Patterns in nature are visible regularities of form found in the natural world. These patterns recur in different contexts and can sometimes be modelled mathematically. Natural patterns include symmetries, trees, spirals, meanders, waves, foams, tessellations, cracks and stripes.[1] Early Greek philosophers studied pattern, with Plato, Pythagoras and Empedocles attempting to explain order in nature. The modern understanding of visible patterns developed gradually over time.

Natural patterns form as wind blows sand in the dunes of the Namib Desert.
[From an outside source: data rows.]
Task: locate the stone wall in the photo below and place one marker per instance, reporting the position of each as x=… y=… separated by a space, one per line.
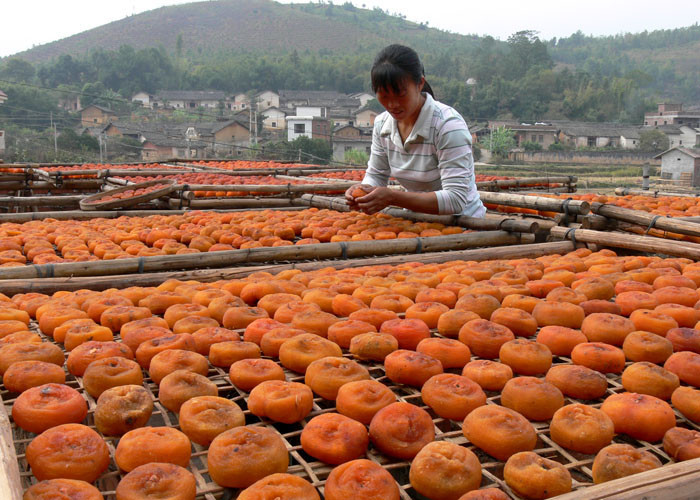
x=585 y=157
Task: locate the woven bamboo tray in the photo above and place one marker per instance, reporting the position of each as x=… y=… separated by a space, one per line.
x=93 y=202
x=679 y=477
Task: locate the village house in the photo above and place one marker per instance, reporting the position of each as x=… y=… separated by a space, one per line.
x=364 y=117
x=69 y=102
x=312 y=127
x=680 y=135
x=159 y=147
x=267 y=99
x=189 y=99
x=544 y=134
x=597 y=135
x=241 y=101
x=144 y=98
x=672 y=114
x=273 y=118
x=325 y=104
x=681 y=164
x=350 y=137
x=363 y=97
x=94 y=115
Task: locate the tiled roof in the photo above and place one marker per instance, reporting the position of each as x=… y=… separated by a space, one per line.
x=191 y=95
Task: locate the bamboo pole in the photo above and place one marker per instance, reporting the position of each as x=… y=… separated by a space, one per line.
x=112 y=214
x=223 y=203
x=631 y=242
x=518 y=225
x=671 y=482
x=148 y=172
x=10 y=483
x=526 y=182
x=574 y=207
x=345 y=249
x=652 y=193
x=275 y=188
x=646 y=219
x=41 y=201
x=5 y=177
x=52 y=285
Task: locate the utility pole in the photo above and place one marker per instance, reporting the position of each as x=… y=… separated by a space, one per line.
x=255 y=124
x=55 y=141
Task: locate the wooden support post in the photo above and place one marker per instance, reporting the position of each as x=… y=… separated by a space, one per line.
x=646 y=219
x=345 y=249
x=51 y=285
x=631 y=242
x=574 y=207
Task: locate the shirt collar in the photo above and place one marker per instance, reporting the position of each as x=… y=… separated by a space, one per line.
x=420 y=128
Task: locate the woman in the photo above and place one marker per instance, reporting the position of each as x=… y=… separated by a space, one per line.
x=423 y=143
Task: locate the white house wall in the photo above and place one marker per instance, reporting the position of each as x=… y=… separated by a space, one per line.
x=674 y=163
x=687 y=138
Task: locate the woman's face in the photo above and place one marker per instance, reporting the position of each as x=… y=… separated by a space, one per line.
x=405 y=104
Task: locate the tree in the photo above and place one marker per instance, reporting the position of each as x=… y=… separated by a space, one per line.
x=70 y=141
x=18 y=70
x=356 y=157
x=178 y=45
x=531 y=146
x=501 y=142
x=374 y=105
x=317 y=151
x=653 y=141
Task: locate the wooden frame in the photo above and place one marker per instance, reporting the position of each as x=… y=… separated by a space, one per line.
x=670 y=482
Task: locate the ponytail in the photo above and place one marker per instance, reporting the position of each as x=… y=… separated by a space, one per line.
x=428 y=89
x=393 y=65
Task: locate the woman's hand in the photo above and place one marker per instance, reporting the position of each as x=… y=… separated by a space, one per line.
x=351 y=199
x=376 y=200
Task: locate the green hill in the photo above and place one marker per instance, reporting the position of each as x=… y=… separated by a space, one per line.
x=208 y=29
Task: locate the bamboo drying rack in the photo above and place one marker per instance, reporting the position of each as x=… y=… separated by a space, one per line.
x=52 y=285
x=345 y=249
x=671 y=481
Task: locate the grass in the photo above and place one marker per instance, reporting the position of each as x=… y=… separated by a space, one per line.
x=590 y=177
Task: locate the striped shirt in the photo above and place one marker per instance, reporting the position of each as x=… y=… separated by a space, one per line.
x=437 y=157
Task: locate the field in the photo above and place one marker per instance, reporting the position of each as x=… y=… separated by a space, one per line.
x=590 y=177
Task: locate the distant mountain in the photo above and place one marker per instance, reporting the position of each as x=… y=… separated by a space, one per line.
x=210 y=28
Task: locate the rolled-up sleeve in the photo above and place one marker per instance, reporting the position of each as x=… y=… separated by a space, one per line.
x=378 y=170
x=453 y=143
The crescent shaped dunes and the ripples on their surfaces repeat wherever there are suitable conditions.
Patterns of the veiled chameleon, Chamaeleo calyptratus, provide camouflage and signal mood as well as breeding condition.
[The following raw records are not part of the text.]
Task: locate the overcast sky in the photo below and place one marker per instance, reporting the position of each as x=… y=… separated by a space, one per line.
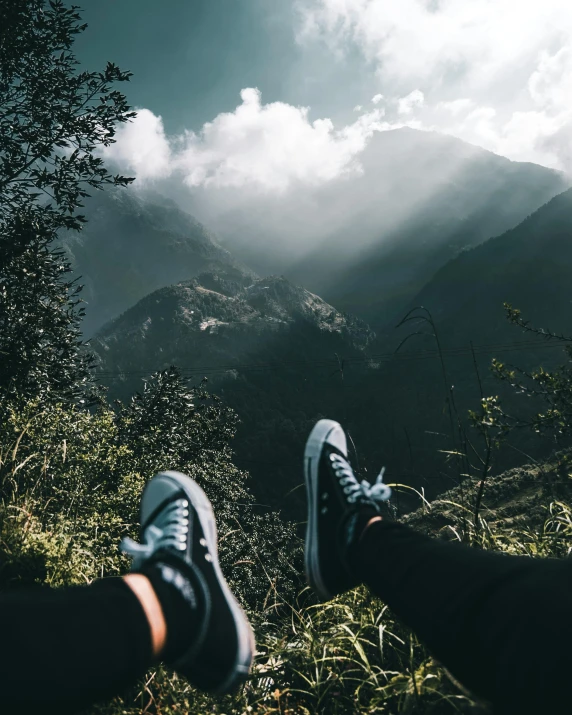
x=256 y=115
x=235 y=92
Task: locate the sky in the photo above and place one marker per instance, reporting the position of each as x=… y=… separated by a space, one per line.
x=252 y=101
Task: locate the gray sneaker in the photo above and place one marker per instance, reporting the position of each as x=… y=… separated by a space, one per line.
x=178 y=526
x=336 y=503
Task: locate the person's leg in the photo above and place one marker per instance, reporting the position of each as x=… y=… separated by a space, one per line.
x=64 y=649
x=501 y=624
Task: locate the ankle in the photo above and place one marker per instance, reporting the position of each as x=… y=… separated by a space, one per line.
x=143 y=590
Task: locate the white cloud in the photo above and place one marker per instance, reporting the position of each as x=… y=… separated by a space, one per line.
x=406 y=105
x=456 y=106
x=510 y=57
x=142 y=147
x=267 y=147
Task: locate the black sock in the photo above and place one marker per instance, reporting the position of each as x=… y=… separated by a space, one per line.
x=354 y=528
x=181 y=594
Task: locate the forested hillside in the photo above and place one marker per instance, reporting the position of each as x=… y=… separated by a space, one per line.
x=221 y=374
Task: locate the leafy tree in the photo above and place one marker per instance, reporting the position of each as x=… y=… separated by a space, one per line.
x=52 y=121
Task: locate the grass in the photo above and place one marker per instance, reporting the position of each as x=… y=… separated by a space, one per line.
x=348 y=656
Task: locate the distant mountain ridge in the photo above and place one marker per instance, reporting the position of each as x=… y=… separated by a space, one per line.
x=481 y=195
x=267 y=347
x=368 y=243
x=132 y=246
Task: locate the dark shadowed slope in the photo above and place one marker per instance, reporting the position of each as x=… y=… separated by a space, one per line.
x=422 y=199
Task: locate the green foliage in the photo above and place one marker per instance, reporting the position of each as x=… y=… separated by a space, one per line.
x=52 y=121
x=553 y=388
x=71 y=482
x=350 y=655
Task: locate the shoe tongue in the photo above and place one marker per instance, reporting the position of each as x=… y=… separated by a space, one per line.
x=170 y=495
In the 19th century, the Belgian physicist Joseph Plateau examined soap films, leading him to formulate the concept of a minimal surface. The German biologist and artist Ernst Haeckel painted hundreds of marine organisms to emphasise their symmetry. Scottish biologist D'Arcy Thompson pioneered the study of growth patterns in both plants and animals, showing that simple equations could explain spiral growth. In the 20th century, the British mathematician Alan Turing predicted mechanisms of morphogenesis which give rise to patterns of spots and stripes. The Hungarian biologist Aristid Lindenmayer and the French American mathematician Benoît Mandelbrot showed how the mathematics of fractals could create plant growth patterns.

Mathematics, physics and chemistry can explain patterns in nature at different levels and scales. Patterns in living things are explained by the biological processes of natural selection and sexual selection. Studies of pattern formation make use of computer models to simulate a wide range of patterns.